SSH to EC2 instances using tags and metadata to select the target instance

Primary LanguagePythonMIT LicenseMIT

ssh2ec2

A little helper script to simplify connecting to an EC2 instance via SSH.

Specify some tags and metadata to filter your instances, and you'll be connected to an instance in the matching set.

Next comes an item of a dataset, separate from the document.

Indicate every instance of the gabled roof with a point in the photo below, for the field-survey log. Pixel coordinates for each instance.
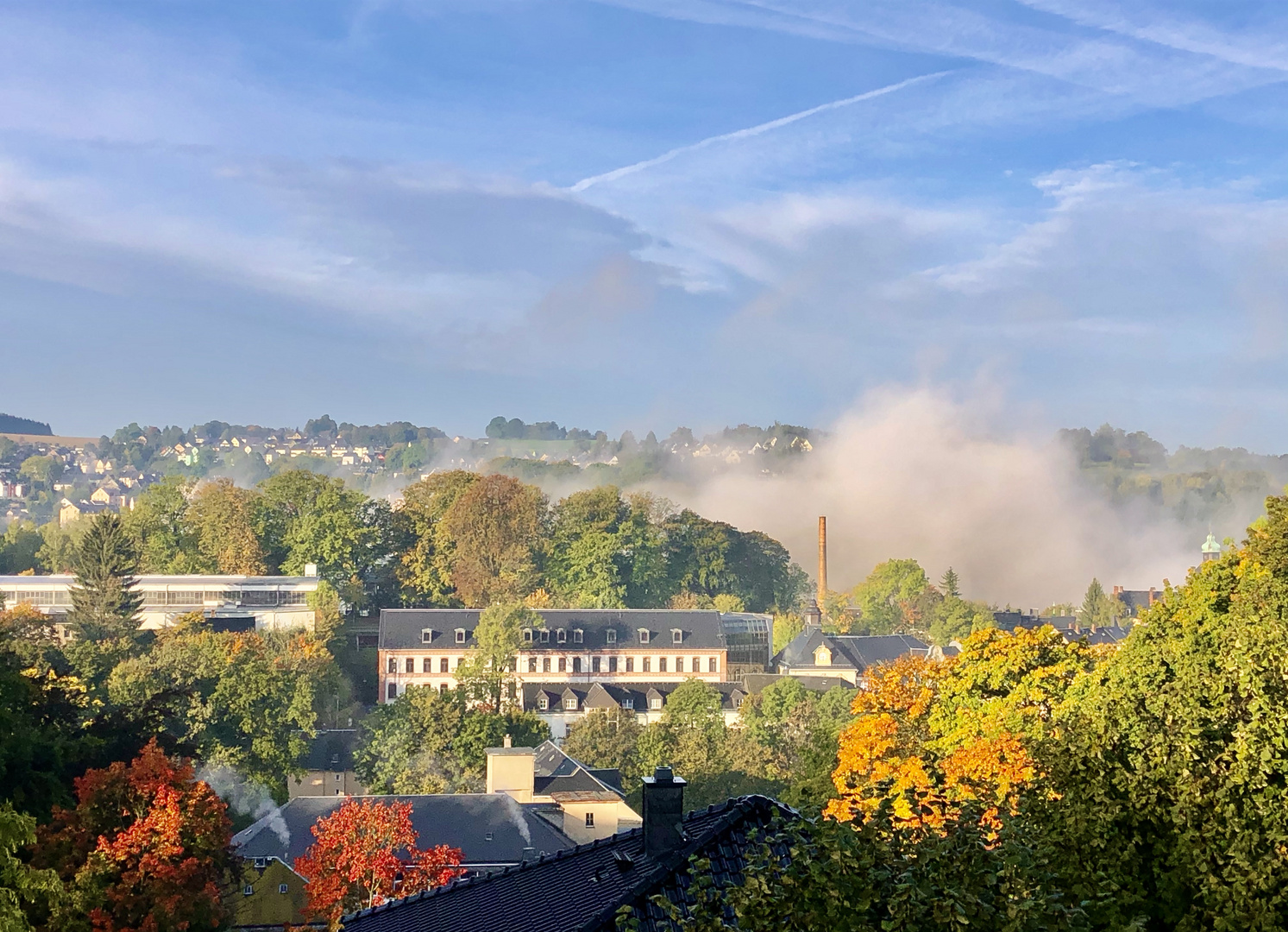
(582, 888)
(462, 820)
(401, 628)
(849, 652)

See the blog post for more details.

Usage Examples

Open an SSH connection to a random instance that matches the given filters:

ssh2ec2 --tag Name=nginx

ssh2ec2 --tag role=web --tag environment=production

ssh2ec2 --availability-zone us-east-1a --instance-type t2.micro

ssh2ec2 --tag role=web --ssh-user ubuntu

Pass commands to SSH for execution on the remote host:

ssh2ec2 --tag role=web uname -a

SSH arguments can be specified by including them in a quoted string at the end of the command, or explicitly specified with --ssh-args. The following commands are functionally identical:

ssh2ec2 --tag role=web "-i /path/to/key echo hello"
ssh2ec2 --tag role=web --ssh-args "-i /path/to/key" echo hello

Execute the same command on all instances matching the filters:

ssh2ec2 --all-matching-instances --tag role=web hostname

Installation and Configuration

pip install ssh2ec2

This script does not require any specific configuration. However, it does assume that your AWS credentials and default region are available in a config file or environment variables. See the AWS documentation for more details.

If you have multiple sets of credentials in your ~/.aws/credentials file you can select which one will be used with the --profile argument:

ssh2ec2 --profile profile_name ...

Multi-Factor Authentication devices are supported, but you must use the mfa_serial directive in your ~/.aws/config:

$ ssh2ec2 --profile prod --tag role=web
Enter MFA code:

Supported Filters

Name Description
availability-zone The Availability Zone of the instance.
image-id The ID of the image used to launch the instance.
instance-id The ID of the instance.
instance-type The type of instance (for example, t2.micro).
instance.group-name The name of the security group for the instance.
key-name The name of the key pair used when the instance was launched.
subnet-id The ID of the subnet for the instance.
tag:key=value The key/value combination of a tag assigned to the resource, where tag:key is the tag's key.
tag-key The key of a tag assigned to the resource. This filter is independent of the tag-value filter. For example, if you use both the filter "tag-key=Purpose" and the filter "tag-value=X", you get any resources assigned both the tag key Purpose (regardless of what the tag's value is), and the tag value X (regardless of what the tag's key is). If you want to list only resources where Purpose is X, see the tag:key=value filter.
tag-value The value of a tag assigned to the resource. This filter is independent of the tag-key filter.
tenancy The tenancy of an instance (dedicated, default, host).
vpc-id The ID of the VPC that the instance is running in.